Now considered a feminist classic, “A Jury of Her Peers” examines the predicaments of women in a male-dominated society. Critics believe that Glaspell, who based this story on a real murder trial in which women were not allowed to serve as jurors, created a jury of those female peers in her story to mete out their own form of justice. A detective story on the surface, “A Jury of Her Peers” is more of a commentary about female oppression, justice, the confining nature of rigid stereotypes, and the differences in perspective between men and women. Throughout “A Jury of Her Peers,” the men in the story never acknowledge Minnie Wright's oppression and how it led her to a desperate act. The men in the story also view their wives as the weaker sex, only valuable as overseers of the domestic arena—an area the men consider insignificant. Bound by rigid stereotypes and the inability to step into Minnie's shoes to solve the crime, the men who are supposed to be the primary investigators in the case, miss all of the clues and are unknowingly outwitted by their wives.

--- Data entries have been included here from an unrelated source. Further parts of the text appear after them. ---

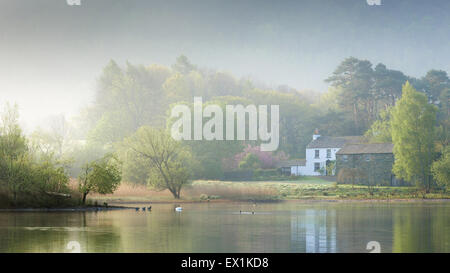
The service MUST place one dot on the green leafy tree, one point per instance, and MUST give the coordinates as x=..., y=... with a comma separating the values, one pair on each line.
x=355, y=80
x=413, y=121
x=380, y=130
x=169, y=162
x=102, y=176
x=441, y=169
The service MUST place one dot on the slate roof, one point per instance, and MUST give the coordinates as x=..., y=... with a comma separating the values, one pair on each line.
x=372, y=148
x=334, y=142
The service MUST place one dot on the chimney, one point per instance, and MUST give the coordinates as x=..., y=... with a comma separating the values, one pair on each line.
x=316, y=134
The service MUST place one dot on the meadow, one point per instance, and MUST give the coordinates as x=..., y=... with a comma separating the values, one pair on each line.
x=307, y=188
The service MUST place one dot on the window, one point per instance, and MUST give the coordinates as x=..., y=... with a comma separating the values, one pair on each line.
x=316, y=167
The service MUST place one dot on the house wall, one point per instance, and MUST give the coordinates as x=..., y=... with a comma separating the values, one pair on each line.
x=377, y=171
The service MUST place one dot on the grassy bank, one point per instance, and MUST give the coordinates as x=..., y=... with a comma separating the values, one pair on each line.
x=307, y=188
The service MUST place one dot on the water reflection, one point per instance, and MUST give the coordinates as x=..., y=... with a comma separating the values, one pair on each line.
x=313, y=231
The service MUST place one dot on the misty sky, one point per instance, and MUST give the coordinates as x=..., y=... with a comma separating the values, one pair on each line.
x=51, y=53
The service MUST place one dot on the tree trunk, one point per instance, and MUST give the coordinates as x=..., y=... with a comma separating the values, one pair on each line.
x=84, y=198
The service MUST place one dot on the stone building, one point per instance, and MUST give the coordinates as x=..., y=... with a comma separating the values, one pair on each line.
x=369, y=163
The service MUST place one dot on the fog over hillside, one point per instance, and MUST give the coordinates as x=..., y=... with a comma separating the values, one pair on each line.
x=51, y=53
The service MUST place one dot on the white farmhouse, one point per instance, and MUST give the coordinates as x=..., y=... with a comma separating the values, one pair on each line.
x=320, y=152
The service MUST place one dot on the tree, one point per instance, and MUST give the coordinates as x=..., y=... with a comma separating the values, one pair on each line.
x=168, y=160
x=126, y=99
x=441, y=169
x=413, y=121
x=388, y=84
x=355, y=80
x=102, y=176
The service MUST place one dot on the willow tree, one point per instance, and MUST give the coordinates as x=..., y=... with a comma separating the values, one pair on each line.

After the two women solve the case, they silently decide to protect one of their own, ultimately becoming the true investigators, the judge, and the jury on Minnie's case.

Critical Reception

A winner of the Pulitzer Prize for her drama Alison's House, Glaspell attained much critical acclaim as a playwright and as an important contributor to the development of modern American drama. Her short fiction, however, was often considered regional, sentimental, and full of formulaic plots. Most of her forty-three short stories fell into the genre of local color writing, the staple of many magazines at the turn of the twentieth century. Many of Glaspell's stories were published in magazines such as Good Housekeeping and the Woman's Home Companion. Of all her short fictional works, however, critics have hailed “A Jury of Her Peers” as a feminist classic, noting the story's significance-laden details and its insight into motivations of men and women. In 1912, a reviewer for the Boston Evening Transcript praised Glaspell, saying: “Rarely do we meet with a writer who lifts the masks of life, who shows us the naked souls of men, their dreams, their sufferings, their hopes.”